東高野街道(5)
道明寺と言えば「天満宮」なのですが・・・
■道明寺粉
水に浸し蒸したもち米を干して粗めにひいた食品。乾飯や煎り種の一種。道明寺で最初に作られ、保存食として使われたのが起源とされる。糯米を水に浸し、吸水した後水を切り、古くは、釜の上にせいろを置いて、下から火をたいて蒸した。その蒸し上がった物を天日にさらして乾燥させて、干し飯として保存した。現在では、乾燥機で乾燥し、荒く砕いて篩で粒を揃え「道明寺」という商品としている。種類は、荒い方から、全粒粉、2ツ割れ、3ツ割れ、4ツ割れ、5ツ割れと用途に応じて使い分ける。主な用途は、おはぎ、上方風桜餅である。
■道明寺
藤井寺市にある真言宗御室派の尼寺。山号は蓮土山。道明寺周辺は、菅原道真の祖先にあたる豪族、土師氏の根拠地であった。道明寺は土師氏の氏寺土師寺として建立され、今の道明寺天満宮の前にあった。当時は七堂伽藍や五重塔のある大規模なものであった。901年(延喜元年)、大宰府に左遷される道真がこの寺にいた叔母の覚寿尼を訪ね「鳴けばこそ別れも憂けれ鶏の音のなからん里の暁もかな」と詠み、別れを惜しんだと伝えられる。
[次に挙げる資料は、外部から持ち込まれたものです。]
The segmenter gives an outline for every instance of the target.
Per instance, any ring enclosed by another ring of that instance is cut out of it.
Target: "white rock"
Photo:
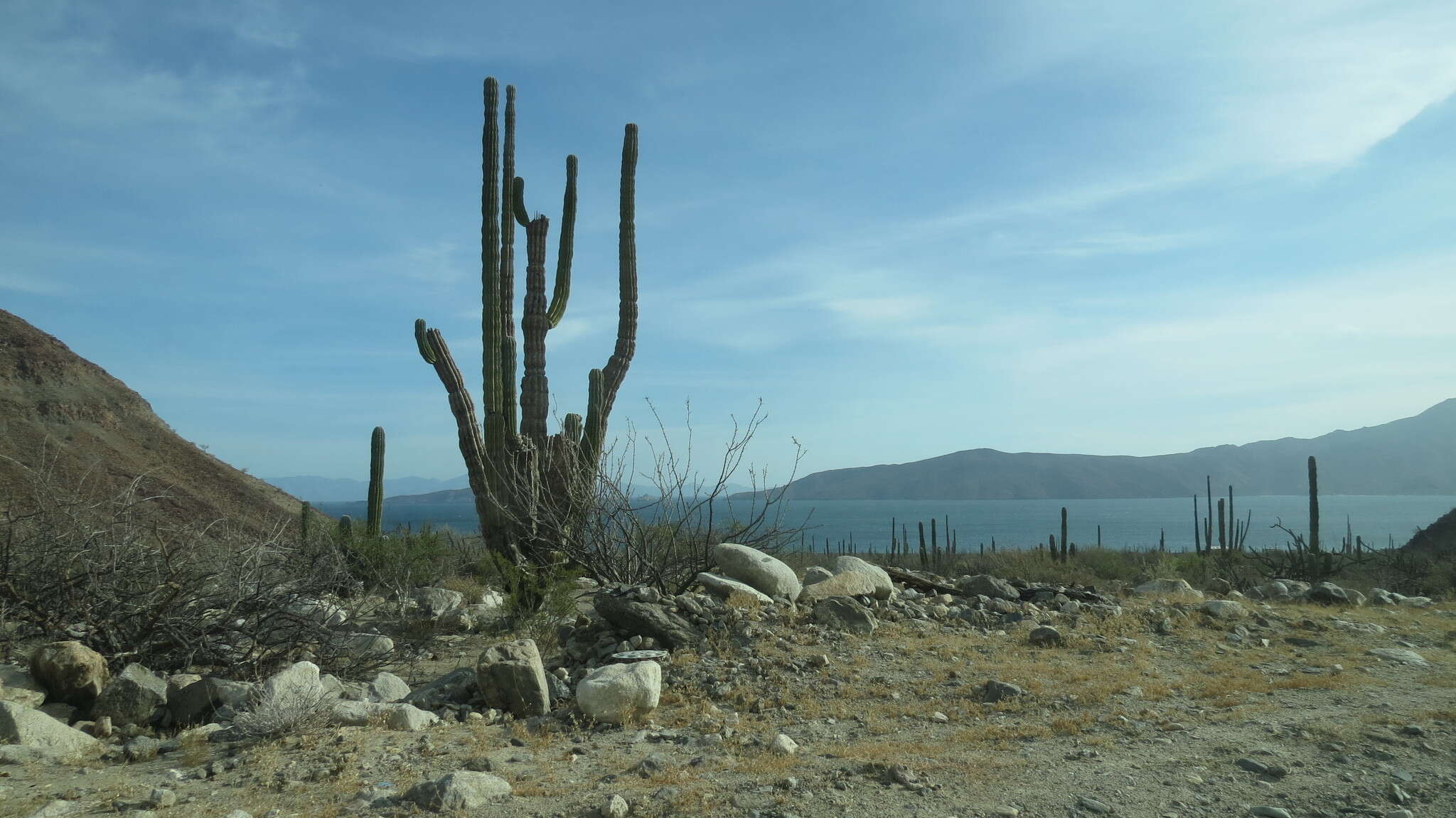
[[[0,702],[0,744],[17,744],[57,758],[95,758],[105,747],[39,710]]]
[[[39,707],[45,702],[45,687],[20,665],[0,665],[0,702]]]
[[[657,709],[662,667],[657,662],[604,665],[577,686],[577,706],[598,722],[623,723]]]
[[[399,702],[409,696],[409,686],[392,672],[379,672],[368,683],[368,696],[374,702]]]
[[[815,582],[823,582],[834,576],[834,572],[824,568],[823,565],[811,565],[804,569],[804,585],[812,585]]]
[[[483,809],[492,802],[510,798],[511,783],[491,773],[460,770],[432,782],[409,787],[406,801],[434,812],[464,812]]]
[[[1402,665],[1415,665],[1418,668],[1431,667],[1431,664],[1425,661],[1425,656],[1417,654],[1415,651],[1408,651],[1405,648],[1372,648],[1366,651],[1366,654],[1370,654],[1372,656],[1379,656],[1382,659],[1389,659],[1392,662],[1399,662]]]
[[[753,585],[748,585],[747,582],[738,582],[737,579],[728,579],[727,576],[718,576],[716,573],[699,573],[696,582],[706,588],[709,594],[722,600],[727,600],[737,591],[740,594],[747,594],[760,603],[773,601],[773,597],[764,594]]]
[[[632,806],[628,799],[620,795],[607,796],[607,802],[601,805],[601,818],[628,818]]]
[[[794,755],[799,751],[799,744],[780,732],[773,736],[773,744],[769,745],[769,750],[772,750],[775,755]]]
[[[796,600],[804,588],[792,568],[759,549],[719,543],[713,546],[713,559],[729,578],[747,582],[770,597]]]
[[[1198,605],[1198,610],[1213,619],[1243,619],[1249,616],[1249,611],[1233,600],[1208,600],[1207,603]]]
[[[1142,597],[1192,597],[1195,600],[1203,598],[1203,591],[1198,591],[1188,584],[1187,579],[1150,579],[1143,582],[1133,592]]]
[[[895,584],[884,568],[865,562],[858,556],[842,556],[834,559],[834,573],[863,573],[875,584],[875,598],[888,600],[895,594]]]
[[[313,662],[294,662],[268,677],[262,687],[264,699],[306,702],[322,696],[323,683],[319,681],[319,665]]]

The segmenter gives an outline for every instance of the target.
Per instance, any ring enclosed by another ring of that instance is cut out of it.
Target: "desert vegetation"
[[[1192,553],[1079,547],[1063,508],[1044,549],[968,553],[932,518],[917,549],[900,521],[890,553],[856,556],[794,547],[808,521],[782,517],[766,474],[719,514],[761,408],[706,472],[655,409],[654,435],[609,434],[636,344],[635,125],[616,345],[585,416],[550,432],[577,159],[547,300],[549,220],[526,208],[504,90],[502,112],[483,89],[479,413],[441,332],[415,325],[479,536],[384,530],[383,428],[363,525],[309,504],[262,533],[178,523],[176,486],[149,474],[115,491],[17,463],[25,489],[0,502],[0,811],[1456,809],[1456,562],[1325,547],[1313,457],[1309,525],[1280,550],[1246,549],[1233,488],[1216,511],[1208,479]]]

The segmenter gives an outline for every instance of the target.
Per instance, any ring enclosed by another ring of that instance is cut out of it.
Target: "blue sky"
[[[422,7],[421,7],[422,6]],[[584,406],[786,476],[1159,454],[1456,394],[1456,4],[0,0],[0,306],[255,474],[463,467],[414,319],[479,360],[480,80],[577,263]],[[555,247],[555,242],[552,243]],[[479,371],[475,368],[473,371]]]

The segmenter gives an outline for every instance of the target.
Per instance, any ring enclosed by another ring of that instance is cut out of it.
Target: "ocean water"
[[[1213,498],[1217,512],[1219,498]],[[1206,501],[1200,499],[1198,514],[1207,514]],[[1309,498],[1306,495],[1251,496],[1235,495],[1235,514],[1245,520],[1252,514],[1248,547],[1283,547],[1289,537],[1275,528],[1283,521],[1289,528],[1303,533],[1309,527]],[[1067,534],[1079,546],[1098,541],[1098,525],[1102,527],[1105,547],[1156,549],[1158,534],[1166,536],[1169,550],[1192,550],[1192,498],[1139,498],[1139,499],[976,499],[976,501],[789,501],[785,505],[785,525],[808,525],[804,531],[805,544],[823,547],[824,540],[839,543],[853,537],[860,552],[881,552],[890,544],[890,520],[895,518],[898,536],[904,524],[911,543],[919,543],[916,523],[925,521],[926,539],[930,536],[930,518],[938,520],[943,537],[945,520],[949,517],[955,531],[958,550],[974,552],[980,543],[987,547],[996,539],[996,547],[1035,547],[1045,543],[1048,534],[1057,534],[1060,541],[1061,508],[1067,509]],[[349,514],[357,521],[364,518],[363,502],[320,502],[316,507],[325,514],[338,517]],[[1437,517],[1456,508],[1456,496],[1341,496],[1319,498],[1319,537],[1326,546],[1338,547],[1345,536],[1345,518],[1354,534],[1367,544],[1396,546],[1411,539],[1411,534],[1430,525]],[[744,515],[743,502],[716,504],[715,514],[737,512]],[[384,502],[384,527],[422,524],[450,527],[456,531],[475,531],[478,527],[475,507],[470,504],[399,504]],[[1214,518],[1217,539],[1217,518]],[[942,540],[943,541],[943,540]]]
この故事は、後に人形浄瑠璃・歌舞伎の『菅原伝授手習鑑』「道明寺」の場にも描かれている。道真の死後、寺名は道明寺と改められるが、これは道真の号である「道明」に由来する。1575年(天正3年)には、兵火で天満宮を含む寺の大部分が焼失するが、後に再興。1872年(明治5年)の神仏分離により道明寺天満宮境内から現在地に移転した。
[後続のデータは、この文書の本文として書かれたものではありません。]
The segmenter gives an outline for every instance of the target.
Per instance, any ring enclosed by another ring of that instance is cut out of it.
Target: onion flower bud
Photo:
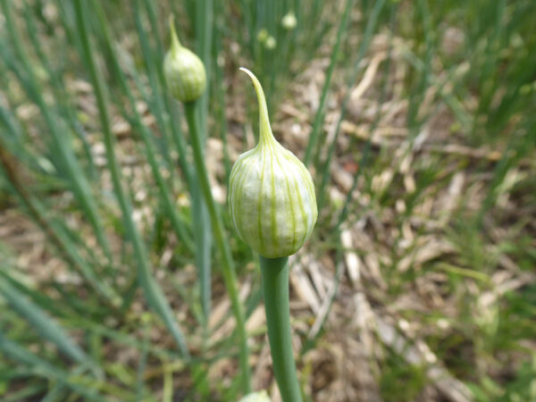
[[[293,12],[289,12],[289,13],[281,20],[281,25],[287,30],[294,29],[297,24],[297,21],[296,20],[296,15],[294,15]]]
[[[260,255],[277,258],[296,253],[309,239],[316,222],[314,185],[294,154],[273,137],[264,93],[253,81],[259,103],[259,143],[242,154],[230,172],[229,206],[240,237]]]
[[[172,46],[163,59],[163,74],[172,95],[180,102],[199,98],[206,88],[205,65],[197,55],[179,41],[170,17]]]

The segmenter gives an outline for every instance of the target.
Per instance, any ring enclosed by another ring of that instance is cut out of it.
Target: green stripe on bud
[[[170,17],[172,46],[163,59],[163,74],[172,95],[180,102],[199,98],[206,88],[205,65],[197,55],[180,45],[173,17]]]
[[[259,103],[259,143],[242,154],[230,172],[229,205],[240,239],[259,255],[277,258],[296,253],[316,222],[314,185],[294,154],[273,137],[264,93],[248,70]]]

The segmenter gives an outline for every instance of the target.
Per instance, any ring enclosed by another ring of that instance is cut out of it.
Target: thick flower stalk
[[[300,402],[289,308],[289,255],[313,232],[318,214],[314,186],[304,164],[273,137],[260,82],[241,70],[257,94],[260,134],[258,145],[241,155],[230,172],[230,217],[240,239],[260,255],[268,339],[281,398]]]

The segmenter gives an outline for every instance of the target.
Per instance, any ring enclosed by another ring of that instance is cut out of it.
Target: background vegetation
[[[162,71],[172,13],[208,72],[199,118],[252,389],[277,398],[258,262],[225,205],[256,136],[241,65],[317,190],[290,274],[306,395],[536,399],[535,2],[0,4],[0,399],[243,394]]]

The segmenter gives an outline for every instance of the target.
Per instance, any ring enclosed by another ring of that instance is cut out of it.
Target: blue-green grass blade
[[[115,195],[118,198],[122,212],[123,222],[127,229],[130,240],[133,246],[139,285],[144,290],[146,298],[147,299],[149,305],[162,317],[168,330],[173,336],[173,339],[177,342],[179,349],[180,350],[183,357],[187,360],[189,360],[189,352],[186,346],[182,331],[179,327],[172,308],[165,299],[162,289],[151,273],[147,248],[132,218],[131,201],[122,187],[121,172],[117,161],[117,156],[115,155],[115,140],[110,128],[107,95],[100,71],[96,67],[95,57],[91,49],[91,44],[89,42],[88,24],[87,21],[88,9],[84,8],[84,4],[81,0],[75,1],[74,6],[79,34],[82,43],[83,57],[86,61],[86,65],[90,74],[95,95],[97,100],[101,125],[105,136],[105,146],[106,147],[108,167],[112,175]]]

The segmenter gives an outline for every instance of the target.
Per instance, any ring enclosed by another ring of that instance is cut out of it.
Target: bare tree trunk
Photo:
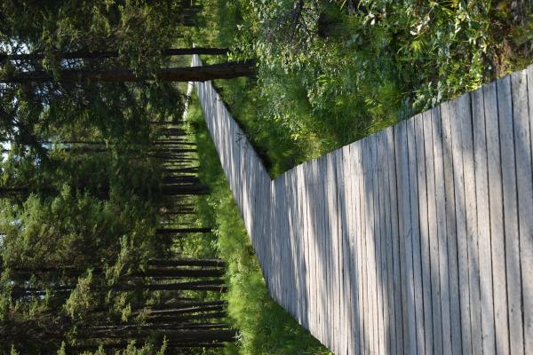
[[[161,54],[163,56],[178,56],[178,55],[190,55],[190,54],[210,54],[219,55],[227,54],[228,52],[227,48],[169,48],[163,50]],[[120,54],[118,51],[76,51],[67,53],[59,53],[56,58],[58,59],[100,59],[104,58],[116,58]],[[29,54],[0,54],[0,61],[4,60],[37,60],[44,59],[44,54],[43,53],[29,53]]]
[[[152,76],[139,76],[127,69],[87,70],[64,69],[59,77],[46,71],[30,71],[8,74],[0,78],[4,83],[76,83],[76,82],[207,82],[215,79],[232,79],[241,76],[251,76],[256,74],[255,62],[227,62],[203,67],[171,67],[158,69]]]

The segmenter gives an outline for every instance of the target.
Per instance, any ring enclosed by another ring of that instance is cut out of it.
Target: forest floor
[[[524,4],[205,0],[205,26],[189,41],[257,59],[257,77],[215,85],[274,178],[531,64],[533,18]],[[197,104],[189,119],[213,188],[201,213],[217,228],[212,247],[229,259],[237,352],[326,351],[268,297]]]

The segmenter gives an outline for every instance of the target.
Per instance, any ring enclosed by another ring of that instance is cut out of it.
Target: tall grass
[[[265,280],[244,225],[235,203],[202,111],[195,98],[187,117],[194,128],[201,162],[201,178],[211,193],[200,199],[201,219],[215,226],[214,245],[227,263],[230,321],[239,339],[228,346],[228,354],[329,354],[316,339],[301,327],[268,296]]]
「天満宮」と「道明寺」の間の道が「東高野街道」である。さらに北へと進む。
近鉄南大阪線の踏み切りを渡って・・・
■國府八幡神社
伝承によれば、近世の初期に壺井八幡宮(羽曳野市)の分霊を勧請して始まったとされています。藤井寺市内には、江戸時代初期の頃に誕生した八幡神社が五社ありますが、国府八幡神社以外の八幡神社は、誉田八幡宮の分霊を勧請したものとされています。沢田八幡神社、古室八幡神社、土師里八幡神社、津堂八幡神社の四社です。国府八幡神社の祭神は、他の八幡神社と同じ八幡大神(応神天皇)が主神で、春日大神・住吉大神があります。1907年(明治40年)12月23日に、他の数社とともに北隣りの北條村にある式内社の黒田神社に合祀(ごうし)されました。この合祀は、前年の明治39年に出された勅令によって進められた神社合祀政策の一環でした。明治末期の神社合祀政策は、地方自治政策の中に神社中心体制を盛り込むために神社の数を減らし、神社への公費の支出をしやすくするというものでした。こうして一度は消えた国府八幡神社でしたが、戦後の1946年(昭和21年)6月2日に黒田神社から元通りに複社し、現在に至っています。現在は国府地区の氏神として、毎年10月9日に例祭がおこなわれていますが、もとは旧志紀郡国府村に属す元村社でした。本殿は江戸中期の建造とされています。拝殿には万延元年(1860年)の棟札がありましたが、最近修復されて新しい拝殿となっています。鳥居も江戸中期の享保5年のものでしたが、1979年(昭和54年)に解体保存となり、新しい今の鳥居が建てられました。境内には、江戸期の石燈籠がいくつかあります。
北側に隣接する潮音寺は、明治初年の神仏分離までは、当神社と一体の神宮寺であったと思われます。